Gamla Stan, a royal massacre - Sweden

a photo of The red house of Gamla Stan, Stockholm, Sweden

The red house of Gamla Stan, Stockholm, Sweden

Unsplash/@hkblind


After Danish King Kristian II successfully invaded Sweden and was anointed King in November 1520, the new ruler called Swedish leaders to join for festivities at the royal palace in Stockholm. At dusk, after three days of wine, beer and spectacles, Danish soldiers carrying lanterns and torches entered the great hall and imprisoned the gathered nobles who were considered potential opponents of the Danish king. In the days that followed, 92 people were swiftly sentenced to death, and either hanged or beheaded on Stortorget, the main square in Gamla Stan (Old Town).

Until this day, the Stockholm Bloodbath is considered one of the most brutal events in Scandinavian history, and some people have reported visions of blood flowing across the cobblestoned square in early November. A little over a century later, a red house on the square was rebuilt as a monument for the executed — fitted with 92 white stones for each slain man. Legend has it that should one of the stones be removed, the ghost of the represented will rise from the dead and haunt the streets of Stockholm for all eternity.

Port Arthur, gruesome prison - Australia

a photo of ort Arthur Prison Settlement, Tasmania, Australia

Port Arthur Prison Settlement, Tasmania, Australia

Flickr/Eli Duke


During its 47-year history as a penal settlement, Port Arthur in southern Tasmania earned a reputation as one of the most notorious prisons in the British Empire. The institution — known for a brutal slavery system and punishment of the most hardened criminals sent from the motherland— claimed the lives of more than 1,000 inmates until its closure in 1877.

Since then, documented stories have spanned the paranormal gamut: poltergeist prisoners terrorizing visitors, weeping children roaming the port and tourists running into a weeping 'lady in blue' (apparently the spirit of a woman who died in childbirth). The museum even has an 'incidence form' ready for anyone wanting to report an otherworldly event.

Poveglia Island, plague victims - Italy

a photo of Poveglia Island, Italy

Poveglia Island, Italy

Mirco Toniolo/ROPI via ZUMA Press


Located off the coast of Venice and Lido, Poveglia sadly reunites all the classical elements of a horror movie: plagues, mass burial ground and mental institute (from the 1920's).
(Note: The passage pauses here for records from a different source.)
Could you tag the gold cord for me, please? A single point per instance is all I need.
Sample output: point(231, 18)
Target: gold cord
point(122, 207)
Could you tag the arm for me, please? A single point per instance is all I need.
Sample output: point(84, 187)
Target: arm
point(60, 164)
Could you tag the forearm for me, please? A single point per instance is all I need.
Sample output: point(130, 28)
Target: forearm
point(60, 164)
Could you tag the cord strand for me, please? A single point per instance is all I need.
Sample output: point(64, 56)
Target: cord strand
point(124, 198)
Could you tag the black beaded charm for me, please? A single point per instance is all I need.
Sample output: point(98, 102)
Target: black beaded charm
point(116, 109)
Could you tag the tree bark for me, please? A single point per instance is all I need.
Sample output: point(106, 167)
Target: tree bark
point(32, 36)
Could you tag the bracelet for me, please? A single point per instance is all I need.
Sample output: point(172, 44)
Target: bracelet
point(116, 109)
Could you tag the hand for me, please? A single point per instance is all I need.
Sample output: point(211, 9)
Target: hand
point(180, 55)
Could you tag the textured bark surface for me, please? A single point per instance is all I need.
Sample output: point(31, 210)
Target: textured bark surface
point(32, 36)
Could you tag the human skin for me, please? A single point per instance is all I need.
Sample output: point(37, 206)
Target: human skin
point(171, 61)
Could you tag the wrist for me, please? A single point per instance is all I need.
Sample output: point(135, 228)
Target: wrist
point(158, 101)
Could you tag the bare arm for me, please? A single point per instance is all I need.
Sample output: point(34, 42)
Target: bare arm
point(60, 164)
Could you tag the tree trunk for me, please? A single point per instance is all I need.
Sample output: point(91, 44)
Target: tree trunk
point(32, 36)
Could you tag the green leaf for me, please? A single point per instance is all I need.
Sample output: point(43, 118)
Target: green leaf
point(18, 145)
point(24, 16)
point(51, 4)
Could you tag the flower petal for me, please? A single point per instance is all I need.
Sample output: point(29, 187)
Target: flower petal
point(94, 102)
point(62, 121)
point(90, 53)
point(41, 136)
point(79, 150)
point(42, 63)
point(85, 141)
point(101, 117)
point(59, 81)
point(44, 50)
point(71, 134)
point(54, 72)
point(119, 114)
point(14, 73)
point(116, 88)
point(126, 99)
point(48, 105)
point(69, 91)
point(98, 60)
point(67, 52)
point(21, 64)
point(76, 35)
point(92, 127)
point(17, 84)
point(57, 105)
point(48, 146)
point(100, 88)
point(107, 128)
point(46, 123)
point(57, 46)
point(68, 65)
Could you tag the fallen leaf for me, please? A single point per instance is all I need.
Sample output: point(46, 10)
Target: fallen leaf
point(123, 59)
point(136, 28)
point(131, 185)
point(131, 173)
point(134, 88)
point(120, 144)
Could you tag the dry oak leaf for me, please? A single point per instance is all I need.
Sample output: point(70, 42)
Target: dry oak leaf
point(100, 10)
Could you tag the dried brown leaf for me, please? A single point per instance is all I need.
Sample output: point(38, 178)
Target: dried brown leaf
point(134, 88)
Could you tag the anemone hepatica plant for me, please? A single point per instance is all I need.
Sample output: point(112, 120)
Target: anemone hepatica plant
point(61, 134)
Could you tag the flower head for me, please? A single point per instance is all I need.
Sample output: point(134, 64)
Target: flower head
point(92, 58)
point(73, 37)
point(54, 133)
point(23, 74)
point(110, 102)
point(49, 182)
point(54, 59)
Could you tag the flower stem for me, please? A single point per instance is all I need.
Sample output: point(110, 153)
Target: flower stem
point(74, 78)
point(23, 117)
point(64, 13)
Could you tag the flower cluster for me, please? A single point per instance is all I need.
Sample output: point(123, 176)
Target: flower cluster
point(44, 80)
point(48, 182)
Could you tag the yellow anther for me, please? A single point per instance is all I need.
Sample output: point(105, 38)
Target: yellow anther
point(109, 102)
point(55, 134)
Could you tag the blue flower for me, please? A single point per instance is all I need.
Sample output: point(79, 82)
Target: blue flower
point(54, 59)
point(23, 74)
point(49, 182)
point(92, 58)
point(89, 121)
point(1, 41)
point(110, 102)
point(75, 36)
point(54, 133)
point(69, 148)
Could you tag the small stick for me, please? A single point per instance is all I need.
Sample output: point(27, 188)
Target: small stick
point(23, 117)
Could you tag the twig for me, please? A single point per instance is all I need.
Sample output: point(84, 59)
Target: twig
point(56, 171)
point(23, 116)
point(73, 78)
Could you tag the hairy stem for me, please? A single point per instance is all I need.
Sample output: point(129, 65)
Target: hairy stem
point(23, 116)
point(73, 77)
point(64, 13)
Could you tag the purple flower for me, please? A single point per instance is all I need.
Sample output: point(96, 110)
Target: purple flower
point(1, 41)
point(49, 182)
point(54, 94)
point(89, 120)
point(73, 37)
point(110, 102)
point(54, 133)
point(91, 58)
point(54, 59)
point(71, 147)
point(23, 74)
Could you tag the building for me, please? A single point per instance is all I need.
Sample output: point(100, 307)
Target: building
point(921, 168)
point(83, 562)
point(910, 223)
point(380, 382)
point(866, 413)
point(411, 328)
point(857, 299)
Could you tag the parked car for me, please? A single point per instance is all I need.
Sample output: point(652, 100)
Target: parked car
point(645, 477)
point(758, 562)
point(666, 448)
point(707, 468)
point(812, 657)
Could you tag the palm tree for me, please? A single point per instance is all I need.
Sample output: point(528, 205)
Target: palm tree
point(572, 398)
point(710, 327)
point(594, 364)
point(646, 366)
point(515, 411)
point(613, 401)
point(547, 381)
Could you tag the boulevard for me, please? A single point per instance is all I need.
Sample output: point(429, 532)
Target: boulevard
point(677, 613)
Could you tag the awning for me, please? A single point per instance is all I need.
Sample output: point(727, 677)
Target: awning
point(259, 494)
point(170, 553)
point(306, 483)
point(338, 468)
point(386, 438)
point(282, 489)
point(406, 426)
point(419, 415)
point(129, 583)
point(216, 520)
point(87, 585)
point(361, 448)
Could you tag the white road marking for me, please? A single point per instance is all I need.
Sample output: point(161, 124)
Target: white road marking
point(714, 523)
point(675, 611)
During the bubonic plague and other subsequent pandemics, the island served as a quarantine station for the sick and anyone showing any signs of what could be Black Death contamination. Some 160,000 victims are thought to have died there and the seven acres of land became a mass burial ground so full that it is said that human ash makes up more than 50% of Poveglia's soil.

In 1922 a retirement home for the elderly — used as a clandestine mental institution— opened on the island and with it a fair amount of rumors involving torture of patients. The hospital and consequently the whole island was closed in 1968, leaving all the dead trapped off-land.

Poveglia's terrifying past earned it the nickname of 'Island of Ghosts'. Despite being strictly off-limits to visitors, the site has been attracting paranormal activity hunters looking for the apparition of lost and angry souls. The island would be so evil that some locals say that when an evil person dies, he wakes up in Poveglia, another kind of hell.